Jeso Carneiro

Advogados criticam aumento de pena máxima no Brasil para 40 anos de prisão

Advogados criticam aumento de pena máxima no Brasil para 40 anos de prisão
Alexandre, Isaac, Celso e Joaquim: críticas

A lei 13.964/2019, sancionada nesta terça-feira (24) pelo presidente Jair Bolsonaro, tem sido recebida com críticas por advogados no Pará. A medida aumentou de 30 para 40 anos a pena máxima de prisão no Brasil.

O Blog do Jeso coletou a opinão de 4 advogados que militam no estado sobre a nova lei, incluída no chamado pacote anticrimes.

Alexandre Paiva, advogado com atuação principalmente em Belém.

 

“O aumento do tempo máximo de cumprimento de pena, representa na verdade, a filosofia punitivista do atual governo. É uma medida que joga para a plateia, haja vista que o percentual de apenados que cumprirão tal reprimenda é ínfimo. De igual modo a medida é fictícia, pois o mero aumento no cumprimento não inibirá o delinquente da prática de crimes. O combate a violência começa com políticas públicas efetivas, melhorias educacionais e sociais e não combatendo o efeito ao invés da causa”.

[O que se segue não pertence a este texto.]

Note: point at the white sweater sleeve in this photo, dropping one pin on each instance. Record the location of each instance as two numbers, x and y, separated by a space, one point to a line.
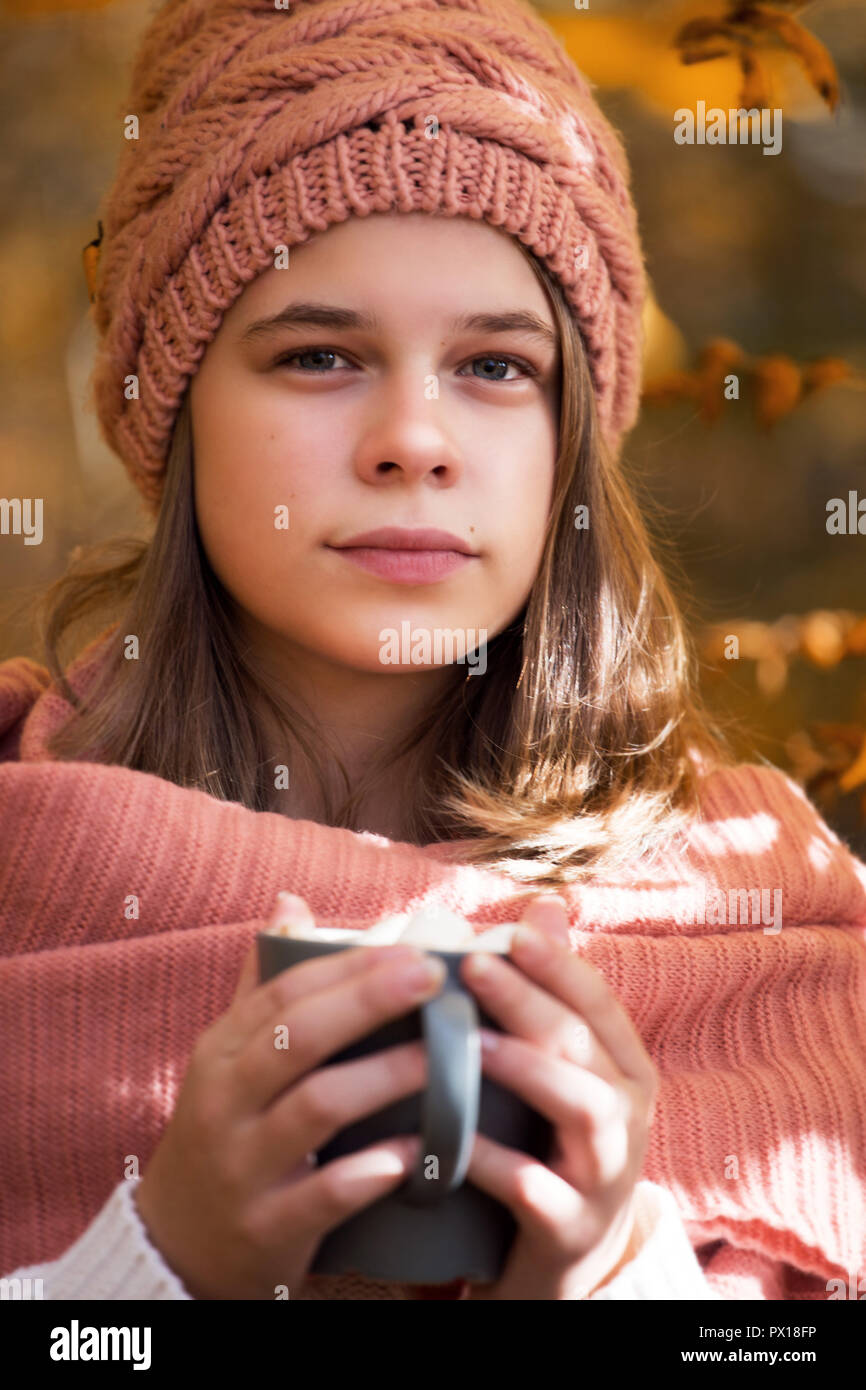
114 1260
111 1260
665 1265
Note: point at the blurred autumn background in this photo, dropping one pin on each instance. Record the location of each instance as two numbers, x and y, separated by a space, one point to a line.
758 268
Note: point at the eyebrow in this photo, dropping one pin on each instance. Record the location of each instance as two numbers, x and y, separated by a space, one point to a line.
330 316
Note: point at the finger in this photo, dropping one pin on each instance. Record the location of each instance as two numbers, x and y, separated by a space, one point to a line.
591 1118
546 1208
330 1100
289 911
307 1209
587 993
530 1012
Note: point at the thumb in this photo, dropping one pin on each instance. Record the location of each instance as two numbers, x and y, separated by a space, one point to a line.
549 912
289 911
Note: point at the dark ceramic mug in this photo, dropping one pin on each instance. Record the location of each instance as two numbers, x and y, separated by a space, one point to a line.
435 1226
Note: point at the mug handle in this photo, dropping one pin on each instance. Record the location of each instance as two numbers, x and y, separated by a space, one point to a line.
449 1115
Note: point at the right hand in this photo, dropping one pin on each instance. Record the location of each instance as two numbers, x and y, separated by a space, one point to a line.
228 1197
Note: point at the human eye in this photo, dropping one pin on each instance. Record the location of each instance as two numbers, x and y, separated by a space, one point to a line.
309 352
495 360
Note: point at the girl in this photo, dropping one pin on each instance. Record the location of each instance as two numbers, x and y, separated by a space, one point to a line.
370 293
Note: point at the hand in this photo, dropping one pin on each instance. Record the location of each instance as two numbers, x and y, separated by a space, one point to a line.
572 1052
230 1196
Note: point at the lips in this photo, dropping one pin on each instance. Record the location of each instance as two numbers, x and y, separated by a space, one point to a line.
407 556
403 538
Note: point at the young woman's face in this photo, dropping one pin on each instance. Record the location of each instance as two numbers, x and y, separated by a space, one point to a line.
376 402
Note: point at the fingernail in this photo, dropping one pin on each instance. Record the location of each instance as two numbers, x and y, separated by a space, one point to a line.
424 976
530 940
291 911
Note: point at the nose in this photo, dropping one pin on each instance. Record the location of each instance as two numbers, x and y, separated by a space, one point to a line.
405 438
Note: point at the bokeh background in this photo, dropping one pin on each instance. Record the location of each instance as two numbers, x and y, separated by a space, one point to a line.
758 266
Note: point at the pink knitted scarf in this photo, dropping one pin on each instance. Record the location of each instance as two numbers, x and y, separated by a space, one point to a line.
759 1034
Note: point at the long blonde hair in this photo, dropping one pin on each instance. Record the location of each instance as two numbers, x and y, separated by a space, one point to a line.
570 755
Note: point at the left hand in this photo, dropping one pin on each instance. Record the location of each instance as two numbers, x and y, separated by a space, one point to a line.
573 1054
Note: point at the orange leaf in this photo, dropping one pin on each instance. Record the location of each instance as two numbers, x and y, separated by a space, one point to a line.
824 371
856 773
855 641
672 387
777 388
813 56
822 638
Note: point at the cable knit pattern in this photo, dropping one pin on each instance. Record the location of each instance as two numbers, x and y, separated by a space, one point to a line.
321 113
759 1036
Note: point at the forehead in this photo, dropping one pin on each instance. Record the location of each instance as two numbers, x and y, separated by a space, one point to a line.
392 264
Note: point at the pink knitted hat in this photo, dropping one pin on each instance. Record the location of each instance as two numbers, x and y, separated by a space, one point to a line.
262 125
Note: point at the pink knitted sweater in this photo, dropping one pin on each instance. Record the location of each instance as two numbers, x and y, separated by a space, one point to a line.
759 1033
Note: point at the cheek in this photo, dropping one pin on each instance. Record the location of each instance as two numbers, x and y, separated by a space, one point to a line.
257 499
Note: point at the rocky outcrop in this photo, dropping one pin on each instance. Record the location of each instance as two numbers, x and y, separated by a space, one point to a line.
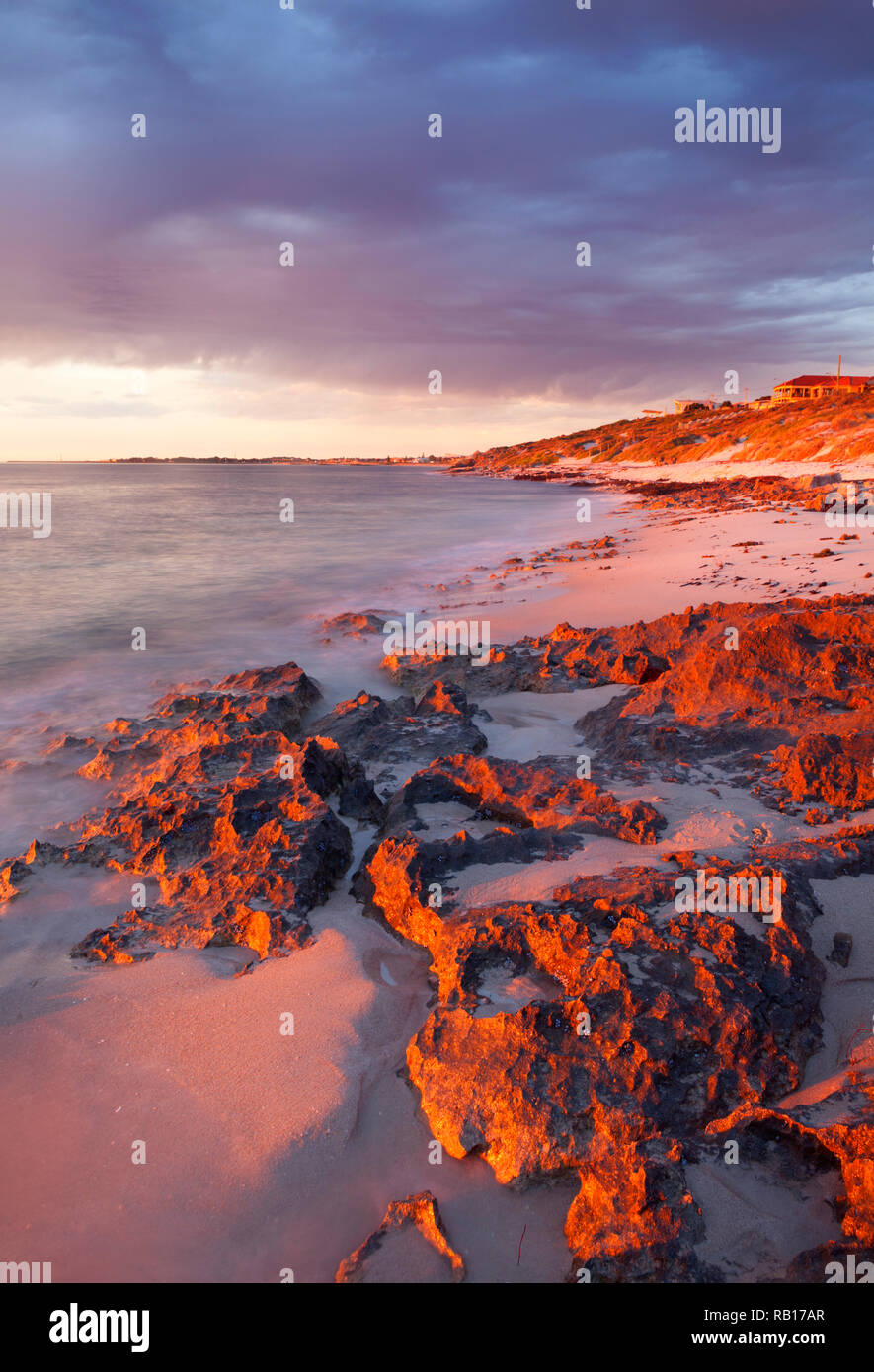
401 732
386 1257
219 816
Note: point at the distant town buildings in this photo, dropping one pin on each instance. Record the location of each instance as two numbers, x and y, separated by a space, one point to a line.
814 387
809 387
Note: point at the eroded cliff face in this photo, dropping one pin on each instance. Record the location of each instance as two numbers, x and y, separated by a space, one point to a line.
602 1030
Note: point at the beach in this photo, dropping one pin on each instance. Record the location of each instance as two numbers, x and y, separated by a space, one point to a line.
272 1153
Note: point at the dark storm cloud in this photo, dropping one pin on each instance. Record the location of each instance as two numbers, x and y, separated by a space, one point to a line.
412 254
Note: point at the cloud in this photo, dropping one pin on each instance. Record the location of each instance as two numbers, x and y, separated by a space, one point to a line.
412 253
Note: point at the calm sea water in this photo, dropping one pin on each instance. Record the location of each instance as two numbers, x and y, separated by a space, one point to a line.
200 560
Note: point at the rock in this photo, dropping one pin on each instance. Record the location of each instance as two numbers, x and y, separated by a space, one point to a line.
841 950
221 815
390 1257
398 732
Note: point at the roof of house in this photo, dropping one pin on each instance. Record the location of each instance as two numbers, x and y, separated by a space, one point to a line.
822 380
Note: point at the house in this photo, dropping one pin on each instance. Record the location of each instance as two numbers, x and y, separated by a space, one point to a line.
814 387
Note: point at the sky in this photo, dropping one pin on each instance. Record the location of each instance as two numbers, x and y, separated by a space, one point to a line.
144 308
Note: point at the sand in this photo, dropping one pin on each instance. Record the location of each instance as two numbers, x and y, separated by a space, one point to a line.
271 1153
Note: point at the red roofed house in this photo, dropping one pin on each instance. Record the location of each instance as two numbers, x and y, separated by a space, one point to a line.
813 387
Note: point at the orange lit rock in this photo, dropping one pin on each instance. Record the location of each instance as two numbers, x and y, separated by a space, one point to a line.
419 1213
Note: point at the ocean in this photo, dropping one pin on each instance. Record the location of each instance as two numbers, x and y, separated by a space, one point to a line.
199 558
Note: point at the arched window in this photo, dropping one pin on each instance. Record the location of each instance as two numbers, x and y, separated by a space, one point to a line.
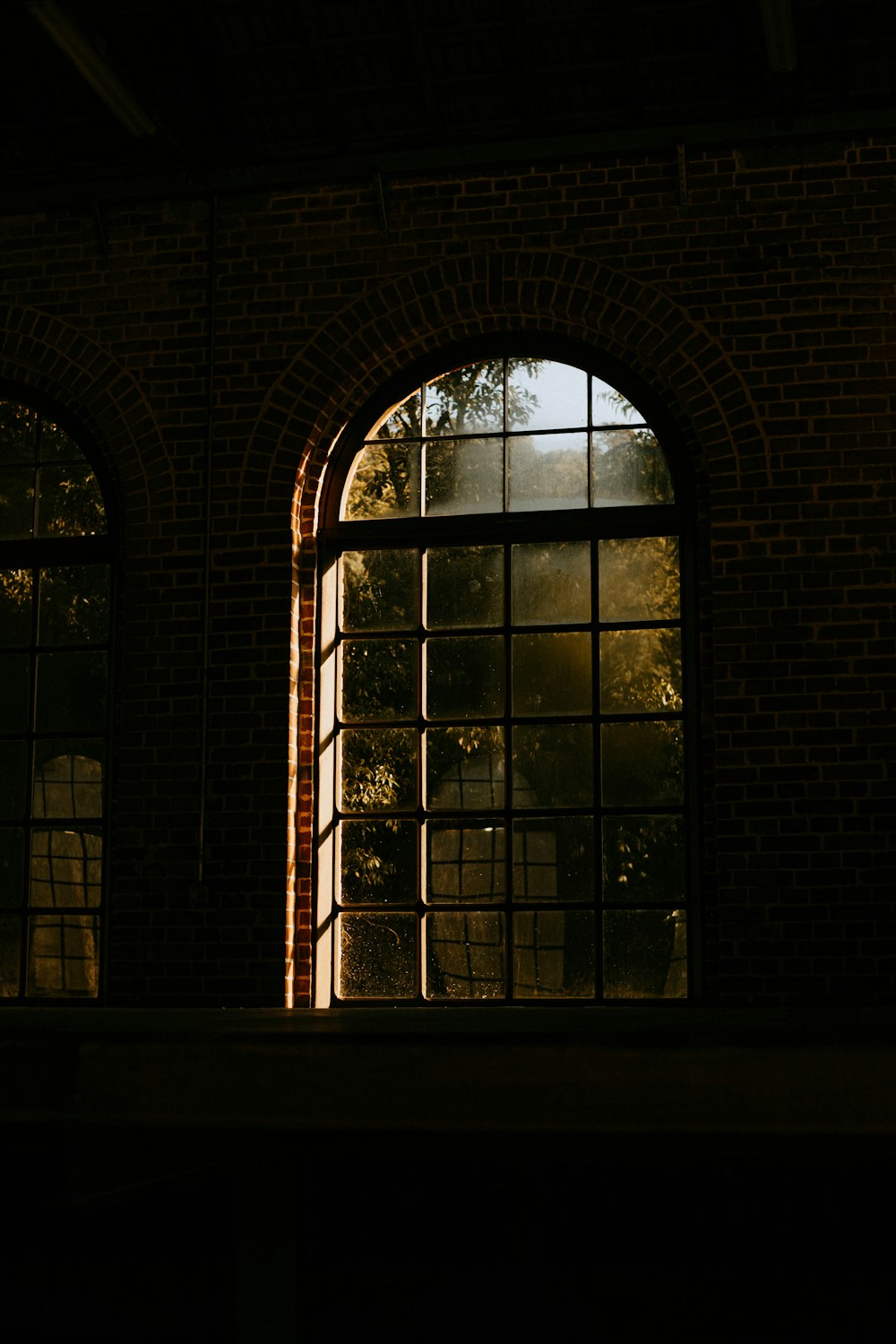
503 811
56 594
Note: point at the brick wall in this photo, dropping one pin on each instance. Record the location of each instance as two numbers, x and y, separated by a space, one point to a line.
759 314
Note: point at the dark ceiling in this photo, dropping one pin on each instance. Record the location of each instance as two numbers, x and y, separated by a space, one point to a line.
252 91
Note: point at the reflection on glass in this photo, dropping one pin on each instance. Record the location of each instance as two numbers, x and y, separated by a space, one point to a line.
465 768
641 671
463 586
384 481
548 472
378 862
643 859
378 679
554 954
378 590
463 476
378 769
465 860
551 674
465 956
641 763
465 676
638 578
552 765
551 582
376 956
64 956
645 954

Isaac Lisboa, advogado com banca sediada em Santarém:

“Historicamente, toda vez que se buscou reduzir a criminalidade com aumento das penas, o resultado foi a frustração. O que reduz a criminalidade é a implementação de políticas públicas inclusivas, que vise dar condições sociais que respeite a dignidade, com acesso à educação que promova a oportunidade a todos. Associado a isso, sem dúvida, está a atuação estatal eficaz na solução do crime. O recrudescimento penal representa a política carcerária adotada por esse governo, que não sente vergonha em afirmar que nem todos seres humanos têm direitos humanos. Infelizmente, tal recrudescimento culmina na triste verdade que dificilmente alguém conseguirá sobreviver por 40 anos em um presídio brasileiro”.


Joaquim Freitas Neto, advogado com atuação em Altamira e entorno:

“Trata-se de uma lei inconstitucional. A Constituição declara expressamente no artigo 5º o limite de 30 anos. Esse dispositivo do pacote anticrime vai ser objeto de ação de inconstitucionalidade logo logo. É só aguardar”.


Celso Furtado, advogado com atuação, principalmente, em Santarém:

“Como não temos condenação perpétua, 40 anos será viável para crimes hediondos com requintes de crueldade. Como advogado com atuação na área criminal, vejo com reserva essa lei, pois vai depender de condenação mínima até o máximo, para cada crime. A progressão de regime vai ter que ser revista também para o tempo de cumprimento da pena imposta. Para essa questão de 40 anos vai depender de como será aplicada do tempo mínimo ao tempo máximo. Mexer agora não sou favorável. Tem que haver estudo profundo para que possa mudar a regra”.